The DataSet is a memory-resident representation of data including tables, relationships between the tables, and both unique and foreign key constraints. It is used for working with and transporting data in a disconnected environment. The DataSet object can be thought of as the heart of ADO.NET's disconnected architecture. The DataSet object is an in memory copy of the data stored by a DataAdapter. The structure of the DataSet is like a relational database
There are four important characteristics of the DataSet:
·         It's not provider-specific. It's impossible to tell by looking at the DataSet, or at the objects contained within the DataSet, which provider was used to retrieve the data or what the original data source was. The DataSet provides a consistent programming model regardless of the data source.
·         It's always disconnected. Information is retrieved from the data source and placed in the DataSet using another ADO.NET object—the DataAdapter. At no point does a DataSet directly reference a Connection object.
·         It can track changes made to its data. The DataSet contains multiple versions of each row of data in the tables, which allows changes to be updated back to the data source using a DataAdapter object, changes to be cancelled.
·         It can contain multiple tables. Unlike the traditional ADO Recordset, the DataSet approximates a relational database in memory.
Another important feature of the DataSet is that it uses XML to represent the data.
The structure of the DataSet, its tables, rows, columns, and everything else can be defined as an XML schema. A DataSet can read and write XML schemas using its ReadXmlSchema and WriteXmlSchema methods. XML is used to store and transmit data of all kinds. As XML is an almost universally accepted format, the data can be transported to or received from any platform using a DataSet.

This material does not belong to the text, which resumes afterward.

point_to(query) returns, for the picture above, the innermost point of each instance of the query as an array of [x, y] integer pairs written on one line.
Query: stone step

The DataSet is populated with:
  • A DataAdapter's Fill method

  • Using the ReadXml method

  • Manually

DataSets exist as both untyped and strongly typed. Strongly typed DataSets are a collection of automatically generated classes that inherit from the DataSet, DataTable, and DataRow classes, and provide additional properties, methods, and events based on the DataSet schema. A strongly typed DataSet can make programs more intuitive to write and allows the Visual Studio .NET IDE to provide functionality such as autocomplete and for the compiler to detect type mismatch errors and misspelled names during compilation rather than at runtime.
The data stored in the DataSet can be manipulated programmatically and populated using a DataAdapter or from XML documents or streams. The actual DataSet schema can be created programmatically, read from a data source, read from an XML schema, or inferred from an XML document or stream. The DataSet can easily be serialized to XML for marshalling between processes with .NET remoting or to meet persistent storage requirements.